Last Christmas I bet Captain Walrus $100 that Trump was going to be President, and that he would beat Hillary “like a baby seal”, to steal a phrase from a southern Democrat political operative. Captain Walrus gleefully reminds me of the bet and looks forward to taking a crisp $100 from me, as I look forward to eating steak and wine on his money. People tend to become convinced of their views.

I have been watching the National Post in this regard with some wry amusement. Kelly McParland has been raving about Trump as a buffoon bigot anti-Christ. I used to concern myself with his views until I realized that he had abandoned being a journalist – a recorder of facts and analyzer of reality – and was acting under the influence of Trump Derangement Syndrome, as I am sure many other liberals and high minded people are.

 

Trump

Thus Michael Den Tandt’s column this morning was of considerable interest, for its evidence that the ideological ship of the National Post was beginning to make a slow course correction.

The day Donald J. Trump is sworn in as president of the United States, the received wisdom holds, pigs will fly and snowballs freeze in hell.
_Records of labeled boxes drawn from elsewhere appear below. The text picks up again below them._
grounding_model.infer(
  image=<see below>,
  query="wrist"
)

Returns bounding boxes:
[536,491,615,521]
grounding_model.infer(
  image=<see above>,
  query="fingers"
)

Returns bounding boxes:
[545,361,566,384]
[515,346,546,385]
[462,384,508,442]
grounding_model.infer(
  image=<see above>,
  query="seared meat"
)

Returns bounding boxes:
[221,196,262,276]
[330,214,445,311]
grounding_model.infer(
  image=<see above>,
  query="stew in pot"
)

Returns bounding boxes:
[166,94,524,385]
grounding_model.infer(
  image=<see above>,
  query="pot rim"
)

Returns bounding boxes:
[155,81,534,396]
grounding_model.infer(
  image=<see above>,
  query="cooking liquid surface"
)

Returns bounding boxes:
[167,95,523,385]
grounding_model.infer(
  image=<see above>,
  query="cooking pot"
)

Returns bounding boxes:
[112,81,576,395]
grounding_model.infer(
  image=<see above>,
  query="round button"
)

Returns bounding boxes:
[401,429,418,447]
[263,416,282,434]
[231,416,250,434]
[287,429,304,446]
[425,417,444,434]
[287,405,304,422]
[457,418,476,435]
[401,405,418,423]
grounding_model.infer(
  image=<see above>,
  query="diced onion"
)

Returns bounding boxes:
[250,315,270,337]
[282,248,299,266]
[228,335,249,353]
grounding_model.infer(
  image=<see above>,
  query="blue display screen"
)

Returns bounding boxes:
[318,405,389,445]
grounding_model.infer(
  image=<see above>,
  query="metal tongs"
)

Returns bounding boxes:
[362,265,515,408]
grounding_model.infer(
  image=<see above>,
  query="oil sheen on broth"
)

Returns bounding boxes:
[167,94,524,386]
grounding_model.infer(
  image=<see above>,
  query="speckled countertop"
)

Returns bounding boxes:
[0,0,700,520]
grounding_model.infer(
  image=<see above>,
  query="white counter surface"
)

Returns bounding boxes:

But consider this: The received wisdom about The Donald has been wrong, dead wrong, at every previous turn. It may be wrong now.

If I were appraising  these two men as military intelligence officers, I would have had McParland sent to the infantry for complete failure, and Den Tandt dressed down for failing to appreciate the correlation of forces soon enough.
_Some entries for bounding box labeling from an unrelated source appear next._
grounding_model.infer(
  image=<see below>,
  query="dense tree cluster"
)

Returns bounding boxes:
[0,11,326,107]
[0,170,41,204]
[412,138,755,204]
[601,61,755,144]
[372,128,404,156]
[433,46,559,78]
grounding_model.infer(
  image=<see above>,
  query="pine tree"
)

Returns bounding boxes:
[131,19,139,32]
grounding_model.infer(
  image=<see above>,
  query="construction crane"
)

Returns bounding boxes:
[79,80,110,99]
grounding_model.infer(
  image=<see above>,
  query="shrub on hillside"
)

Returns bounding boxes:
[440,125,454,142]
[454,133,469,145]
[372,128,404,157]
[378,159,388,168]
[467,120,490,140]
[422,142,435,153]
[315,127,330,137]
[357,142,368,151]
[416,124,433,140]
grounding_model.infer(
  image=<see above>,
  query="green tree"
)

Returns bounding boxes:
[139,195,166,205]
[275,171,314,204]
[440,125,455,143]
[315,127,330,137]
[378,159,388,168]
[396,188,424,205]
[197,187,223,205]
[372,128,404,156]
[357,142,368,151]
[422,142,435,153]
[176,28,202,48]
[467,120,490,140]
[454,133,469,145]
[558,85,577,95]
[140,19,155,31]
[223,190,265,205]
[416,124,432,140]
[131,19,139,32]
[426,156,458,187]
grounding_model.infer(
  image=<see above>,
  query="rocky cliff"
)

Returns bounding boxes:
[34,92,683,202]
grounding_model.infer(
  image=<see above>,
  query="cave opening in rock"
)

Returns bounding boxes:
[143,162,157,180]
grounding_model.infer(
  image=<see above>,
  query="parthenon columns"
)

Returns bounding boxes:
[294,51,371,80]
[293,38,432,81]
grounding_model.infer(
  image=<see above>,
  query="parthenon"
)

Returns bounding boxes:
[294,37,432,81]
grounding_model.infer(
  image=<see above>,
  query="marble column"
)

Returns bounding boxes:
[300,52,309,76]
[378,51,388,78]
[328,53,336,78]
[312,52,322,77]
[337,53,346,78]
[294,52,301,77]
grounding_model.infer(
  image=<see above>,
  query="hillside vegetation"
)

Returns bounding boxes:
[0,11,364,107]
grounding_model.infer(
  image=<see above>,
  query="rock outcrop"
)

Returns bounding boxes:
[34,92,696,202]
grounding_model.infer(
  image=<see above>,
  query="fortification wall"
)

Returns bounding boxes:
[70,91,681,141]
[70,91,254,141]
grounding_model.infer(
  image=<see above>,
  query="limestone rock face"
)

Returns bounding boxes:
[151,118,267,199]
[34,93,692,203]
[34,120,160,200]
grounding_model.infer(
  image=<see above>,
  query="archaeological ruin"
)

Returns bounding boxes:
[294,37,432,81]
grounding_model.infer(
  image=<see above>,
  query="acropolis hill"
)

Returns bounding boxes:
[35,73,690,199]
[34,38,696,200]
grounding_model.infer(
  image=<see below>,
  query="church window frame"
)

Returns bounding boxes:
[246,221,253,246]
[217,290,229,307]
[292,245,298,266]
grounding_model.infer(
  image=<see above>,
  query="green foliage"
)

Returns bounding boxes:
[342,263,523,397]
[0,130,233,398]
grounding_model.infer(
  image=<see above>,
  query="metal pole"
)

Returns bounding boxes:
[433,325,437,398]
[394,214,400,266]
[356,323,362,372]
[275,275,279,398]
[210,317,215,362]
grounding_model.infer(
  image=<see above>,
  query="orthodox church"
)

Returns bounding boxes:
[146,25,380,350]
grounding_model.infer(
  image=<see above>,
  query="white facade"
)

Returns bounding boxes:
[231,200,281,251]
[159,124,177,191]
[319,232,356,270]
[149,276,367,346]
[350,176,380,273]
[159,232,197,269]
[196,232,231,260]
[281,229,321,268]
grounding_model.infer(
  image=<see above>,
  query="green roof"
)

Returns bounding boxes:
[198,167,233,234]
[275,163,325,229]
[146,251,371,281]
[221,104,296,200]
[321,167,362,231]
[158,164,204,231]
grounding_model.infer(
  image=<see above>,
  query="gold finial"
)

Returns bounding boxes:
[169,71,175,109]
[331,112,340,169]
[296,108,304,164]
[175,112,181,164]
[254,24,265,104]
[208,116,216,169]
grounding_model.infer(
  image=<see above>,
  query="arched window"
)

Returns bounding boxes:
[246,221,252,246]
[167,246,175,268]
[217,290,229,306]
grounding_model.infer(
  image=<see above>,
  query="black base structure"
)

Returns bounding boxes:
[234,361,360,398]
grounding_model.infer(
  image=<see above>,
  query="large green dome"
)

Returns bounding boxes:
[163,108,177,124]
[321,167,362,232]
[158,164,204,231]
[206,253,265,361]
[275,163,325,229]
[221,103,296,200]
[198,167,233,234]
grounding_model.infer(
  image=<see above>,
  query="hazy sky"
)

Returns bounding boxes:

  • Trump is sweeping US primaries, pulling in two million more votes than Romney did in the previous series.
  • Positions that he took six months ago, such as paying to keep Syrian refugees in Turkey, were ridiculed at the time and constitute Angela Merkel’s policy today.
  • Democrats are worried about Hillary both as a candidate and for her vulnerability to indictment on the keeping of official emails on a private server. (Only in the US, you say).
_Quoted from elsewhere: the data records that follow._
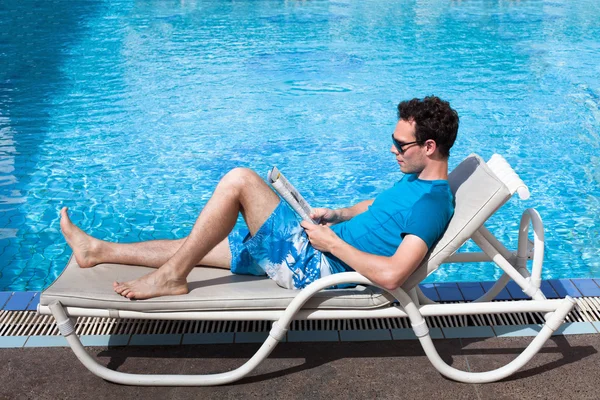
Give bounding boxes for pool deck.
[0,279,600,399]
[0,335,600,399]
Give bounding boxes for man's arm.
[335,199,375,221]
[302,221,428,290]
[330,235,428,290]
[310,199,375,225]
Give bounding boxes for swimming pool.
[0,0,600,291]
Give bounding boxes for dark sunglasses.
[392,133,420,154]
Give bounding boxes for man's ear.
[425,139,437,156]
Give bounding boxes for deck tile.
[79,335,131,347]
[442,326,496,339]
[288,331,340,342]
[481,282,512,300]
[129,333,182,346]
[391,328,444,340]
[340,329,392,342]
[492,324,542,337]
[506,281,529,300]
[27,292,41,311]
[0,292,12,310]
[24,336,69,347]
[458,282,485,301]
[552,322,597,336]
[234,332,287,343]
[4,292,35,311]
[571,279,600,297]
[0,336,27,349]
[548,279,581,297]
[540,281,559,299]
[434,283,464,301]
[419,283,440,301]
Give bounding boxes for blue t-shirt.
[325,174,454,273]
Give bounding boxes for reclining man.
[60,96,458,299]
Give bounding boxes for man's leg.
[114,168,279,299]
[60,211,231,268]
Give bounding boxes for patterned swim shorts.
[229,201,331,289]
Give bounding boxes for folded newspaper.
[267,167,318,224]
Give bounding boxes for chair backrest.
[402,154,512,290]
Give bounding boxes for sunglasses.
[392,133,420,154]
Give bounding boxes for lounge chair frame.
[38,156,576,386]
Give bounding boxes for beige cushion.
[40,257,392,312]
[40,155,511,312]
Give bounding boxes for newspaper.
[267,167,318,224]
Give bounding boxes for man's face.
[390,119,425,174]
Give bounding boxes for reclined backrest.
[402,154,512,290]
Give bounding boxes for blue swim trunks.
[229,201,331,289]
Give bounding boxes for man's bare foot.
[113,268,188,300]
[60,207,101,268]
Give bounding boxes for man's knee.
[221,168,264,190]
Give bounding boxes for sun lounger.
[38,155,575,386]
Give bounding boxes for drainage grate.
[0,297,600,337]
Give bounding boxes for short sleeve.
[401,193,452,249]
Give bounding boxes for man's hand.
[300,221,341,252]
[310,208,341,226]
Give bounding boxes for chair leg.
[394,289,575,383]
[50,302,285,386]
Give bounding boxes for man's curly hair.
[398,96,458,157]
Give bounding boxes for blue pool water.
[0,0,600,290]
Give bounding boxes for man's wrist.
[334,208,350,223]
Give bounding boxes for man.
[60,96,458,299]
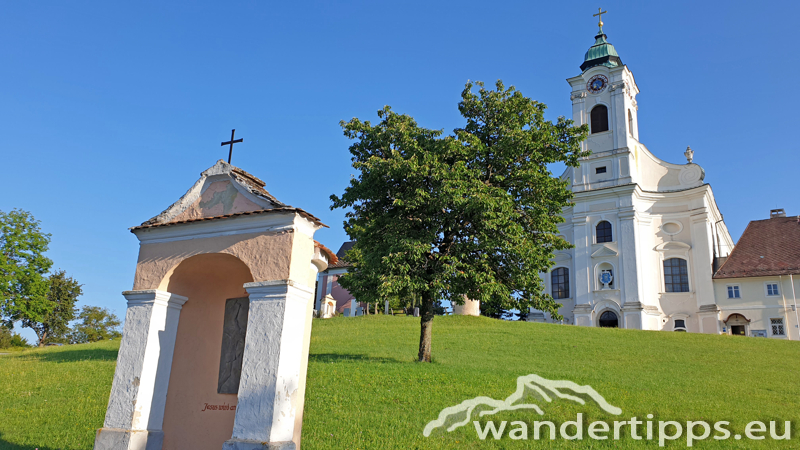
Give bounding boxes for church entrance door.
[600,311,619,328]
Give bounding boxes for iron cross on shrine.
[222,128,244,164]
[592,8,608,27]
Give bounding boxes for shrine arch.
[163,253,253,450]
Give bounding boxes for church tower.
[567,13,639,192]
[528,10,733,333]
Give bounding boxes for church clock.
[586,75,608,94]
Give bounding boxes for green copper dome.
[581,26,622,71]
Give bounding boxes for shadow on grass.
[308,353,404,364]
[17,347,118,364]
[0,433,66,450]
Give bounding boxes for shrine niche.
[94,160,335,450]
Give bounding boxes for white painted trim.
[725,283,742,300]
[764,281,785,301]
[587,219,617,244]
[122,289,189,310]
[659,220,683,236]
[720,305,787,315]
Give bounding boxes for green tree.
[0,209,54,328]
[0,325,13,348]
[0,325,29,348]
[331,81,587,362]
[71,306,122,344]
[22,270,83,347]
It is, to my mind, absolutely obvious that Trump will be the next US President. As Mudcat Saunders, the aforementioned southern Democrat operative, says:

“Working class whites in the South have already departed the Democratic Party for cultural reasons. Well the working class whites in the North are now deserting the Democrats because of economic reasons,” Mudcat told TheDC. He added, “this is the new age of economic populism, man. This is about survival for a lot of people.”

He added, “Bernie Sanders and Donald Trump have very similar messages; they’re just dressed in different clothes. I think you’re going to see a lot of Sanders people jump to Trump.”

To be a conservative is to admit the possibility of being wrong. I could be very wrong. But I am unapologetic for my thinking that America goes through great mood swings, and they are going through one now. This somewhat effete detached academic they have had for a President for the past seven years has been given his run, and now they want a new coach for their team, and they will have him. And it will not be her. As Trump said of Hillary, “If Hillary were a man, she’d only win 5% of the vote”.
I would refer you to the blog of Scott Adams, author of Dilbert, for consistently the best and most insightful appreciation of why Trump is winning. He will beat Hillary “like a baby seal”.
I am reminded of Brian Mulroney’s observation of Justin Trudeau before Trudeau became Prime Minister: “what’s not to like?”. Mulroney was acting as an analyst, not a partisan, when he said that. In a like manner, mildly anti-Trump people, those not yet persuaded, need to open their minds to ponder the possibility of his inevitability. Trump is not just getting the votes of the yokels, but of the college educated as well.
Do not be fooled by liberal condescension. Trump will be taking the oath of office of President of the United States of America and most people in liberal circles will still be stunned and disbelieving.